The Government has stated that the Procurement Bill will streamline the existing public sector procurement regulations and provide a more flexible system for Contracting Authorities. The bill is yet to be finalised and there may be further changes to come. However, here’s a short guide to some of the key changes:
All ‘four’ one and one for all:
The Bill proposes to revoke the four sets of regulation (Public, Utilities, Concessions Contracts and Defence and Security) replacing them with a single set of regulations for all. We see this benefiting the industry by allowing for greater consistency and it ensures that procurement professionals can transfer procurement approaches between sectors more effectively.
New Objectives:
In carrying out a procurement, a contracting authority must have regard to the importance of:
delivering value for money
maximising public benefit
sharing information for the purpose of allowing suppliers and others to understand the authority’s procurement policies and decisions
acting and being seen to act, with integrity.

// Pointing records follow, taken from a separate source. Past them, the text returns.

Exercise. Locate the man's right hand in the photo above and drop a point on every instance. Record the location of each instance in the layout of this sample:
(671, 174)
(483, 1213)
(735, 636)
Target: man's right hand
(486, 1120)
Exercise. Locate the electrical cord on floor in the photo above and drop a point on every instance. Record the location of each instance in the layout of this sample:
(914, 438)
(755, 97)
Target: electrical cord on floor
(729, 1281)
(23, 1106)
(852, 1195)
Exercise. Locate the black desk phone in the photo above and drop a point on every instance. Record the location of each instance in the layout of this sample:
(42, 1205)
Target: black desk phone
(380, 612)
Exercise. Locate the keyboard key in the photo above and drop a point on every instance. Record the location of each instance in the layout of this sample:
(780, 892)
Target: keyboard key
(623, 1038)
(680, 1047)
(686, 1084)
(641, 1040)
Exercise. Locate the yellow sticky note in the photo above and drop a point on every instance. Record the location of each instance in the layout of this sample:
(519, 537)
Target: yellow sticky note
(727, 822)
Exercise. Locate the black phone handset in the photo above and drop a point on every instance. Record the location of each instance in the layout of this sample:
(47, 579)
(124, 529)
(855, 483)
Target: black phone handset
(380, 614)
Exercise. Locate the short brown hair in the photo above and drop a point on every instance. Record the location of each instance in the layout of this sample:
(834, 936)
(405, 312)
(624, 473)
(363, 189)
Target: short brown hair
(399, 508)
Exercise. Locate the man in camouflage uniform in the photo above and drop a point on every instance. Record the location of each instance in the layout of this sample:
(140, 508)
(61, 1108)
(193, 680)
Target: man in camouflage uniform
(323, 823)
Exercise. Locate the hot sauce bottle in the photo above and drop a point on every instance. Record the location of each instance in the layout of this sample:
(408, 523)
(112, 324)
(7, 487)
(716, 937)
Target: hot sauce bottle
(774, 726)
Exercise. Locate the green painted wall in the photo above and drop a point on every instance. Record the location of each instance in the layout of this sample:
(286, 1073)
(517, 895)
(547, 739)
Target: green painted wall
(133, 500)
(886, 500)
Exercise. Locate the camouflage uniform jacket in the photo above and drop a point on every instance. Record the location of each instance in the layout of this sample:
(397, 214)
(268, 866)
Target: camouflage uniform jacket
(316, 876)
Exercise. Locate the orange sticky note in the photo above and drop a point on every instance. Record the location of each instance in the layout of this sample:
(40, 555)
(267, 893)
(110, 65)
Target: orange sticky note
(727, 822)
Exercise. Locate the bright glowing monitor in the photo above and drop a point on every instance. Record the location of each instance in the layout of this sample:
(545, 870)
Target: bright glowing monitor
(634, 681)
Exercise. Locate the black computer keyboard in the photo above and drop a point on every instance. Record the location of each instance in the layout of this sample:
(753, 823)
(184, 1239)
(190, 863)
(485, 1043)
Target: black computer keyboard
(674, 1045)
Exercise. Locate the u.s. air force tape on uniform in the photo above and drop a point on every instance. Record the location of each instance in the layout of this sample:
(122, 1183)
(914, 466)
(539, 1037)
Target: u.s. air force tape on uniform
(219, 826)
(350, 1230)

In carrying out a procurement, a contracting authority must treat suppliers the same, unless a difference between the suppliers justifies different treatment.
These objectives are very similar to the principles of the previous legislation, which is not a great surprise.
Fewer procurement procedures:
The Bill reduces the multiple procurement procedures that existed in the previous sets of regulations, with only two procedures remaining. These are
a single-stage tendering procedure without a restriction or
a competitive tendering procedure as the contracting authority considers appropriate for the purpose of awarding the public contract.
This approach provides much greater flexibility when it comes to designing the procurement procedure and should be welcomed. However, it could also lead to unfair procurement procedures that may favour one competitor over another. Only time will tell if more flexibility equals better value for money.
Under Performing Suppliers:
The Bill proposes a new approach for the exclusion of suppliers that have serious misconduct, unacceptably poor performance, or other circumstances which make the supplier unfit to bid for public contracts. The new exclusion framework will also create a debarment register that will be accessible to all Contracting Authorities to use. This register will set out which companies should be excluded from contracts. This provides a greater incentive to public sector suppliers to perform; however, the effective use of a ‘blacklist’ for underperformance may not be well received by suppliers and therefore it remains to be seen whether this provision will have the desired effect.
Refurbishment of frameworks:
There are some significant changes to the framework provisions in the Bill, which include:
New ‘Open’ frameworks to be introduced; these are frameworks with a maximum duration of 8 years which will contain a minimum of 2 suppliers. The significant change here is that the framework can be opened during its term and new suppliers can bid for a place on the framework. There are also rules around when the framework can be opened to avoid a scenario whereby new suppliers are constantly joining. It will be interesting to see how the market reacts to this approach. One school of thought is that it will help to refresh frameworks that are devoid of active suppliers but conversely some suppliers may get frustrated with the framework bid costs if they know they will need to retender for the framework and / or lose work to new suppliers in the near future.
Contracting Authorities will be required to publish more information relating to tender issued and contracts awarded under a framework. This provides a greater level of transparency and in our view is an improvement for bidding organisations.
Procurement Challenges:
The Bill appears to be substantially like the old regulations. However, there are a few changes of note. The ability for a party claim for automatic suspension of a contract, which was previously allowed to be made at any point prior to which the contract is entered into, has now been limited to the standstill period. This may mean the standstill period becomes a more intensive period of clarification from unsuccessful bidders.
Improvements for SMEs:
The Bill will allow local authorities to ring-fence lower-value public contracts to SMEs, VCSEs or suppliers within their local area through amending Section 17 of the Local Government Act 1988. This will allow local authorities to buy local and support the Social Value Act.
The use of Dynamic Purchasing Systems, under the revised name Dynamic Markets, will also continue to help Contracting Authorities buy goods, works and services using a SME friendly route. The Bill will also ‘enable the creation of a digital platform for suppliers to register their details once for use in any bids, while a central online transparency platform will allow suppliers to see all opportunities in one place. This will accelerate spending with SMEs.’ This all seems positive news for SMEs. Although, whilst the Bill is an enabler it still requires Contracting Authorities to think differently about how they make SMEs aware of opportunities, package works appropriately and create SME friendly competitions.
MEAT turns into MAT:
The previous regulations required to the contract award criteria to be based on the Most Economically Advantageous Tender. In certain areas of the public sector, they felt that the term ‘Economic’ required them to establish evaluation criteria that focussed on rewarding the lowest price – which isn’t always the best value. The Bill removes the term Economically to allow Contracting Authorities to broaden the criteria they wish to award their tenders upon. We’re not convinced this change makes a significant difference to Contracting Authorities current approaches, nor was MEAT intended to mean the award criteria must consider lowest price, but it does provide useful context to those who may have been concerned.